1. Field of the Invention
This invention relates generally to devices for charging an electric battery of a motorized vehicle, and more particularly to devices for harnessing wind energy to charge an electric battery of an electric car.
2. Background Art
As used here, the term “all-electric vehicle” refers to any motor vehicle that is powered exclusively by an electric drive train. Hybrid motor vehicles with a drive train powered by an internal combustion engine in combination with one or more electric motors are now common on our streets and highways, but public acceptance of all-electric vehicles has been relatively slow. The slow acceptance of all-electric vehicles is largely due to the limited driving range such vehicles are currently capable of on a single charge of their electric storage batteries. In addition, currently, there are relatively few places accessible to the public for recharging the batteries of an all-electric vehicle compared to the number of gasoline and diesel refueling stations; and, in any case, the time required to recharge the batteries is significantly longer than the time required to fill the fuel tank of a vehicle that runs on gasoline or diesel fuel. Driving an all-electric vehicle beyond its rated driving range and to a location that lacks suitable battery charging facilities would likely mean incurring the time and expense for tow truck assistance before the driver could be underway again. To avoid that fate, and to promote public acceptance of all-electric cars, it would be desirable to harness wind energy to help maintain some of the charge in the electric storage battery of an all-electric vehicle while the vehicle is being driven, as well as to charge the battery by harnessing wind energy while the vehicle is parked.
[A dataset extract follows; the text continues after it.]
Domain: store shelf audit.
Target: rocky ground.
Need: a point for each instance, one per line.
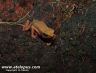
(74, 50)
U.S. Pat. No. 7,886,669 B2 disclosed a method for harnessing wind energy to charge a system battery that powered electronic components of a stationary locomotive after engine shut down or while the locomotive was coasting under gravity with its engine shut down, such components comprising lights and on-board monitoring and display systems of the locomotive. An electric device, such as a motor that could be run in generator mode, was coupled to an airflow device that was rotatable by ambient air flow, and a controller was provided to enable the airflow device and generator only when some minimum rotational speed of the airflow device was detected. For instance, the airflow device was fan blades that, in a first mode of operation, could be driven by the electric device to provide cooling and, in a second mode of operation, harness ambient wind energy to drive the electric device to generate electricity, which electricity was conducted to the electric power load and/or to the electric storage battery of the locomotive.
U.S. Pat. No. 7,828,091 B2 disclosed an all electric vehicle that used an internal wind turbine generator mounted in the nose of the vehicle, compressed air and a high voltage battery to generate electricity to power the DC motors that drove the vehicle. When available wind energy was inadequate, compressed air stored in one or more air tanks drove an air motor coupled to an electric generator to generate electricity to recharge the electric battery and/or to power the DC motors.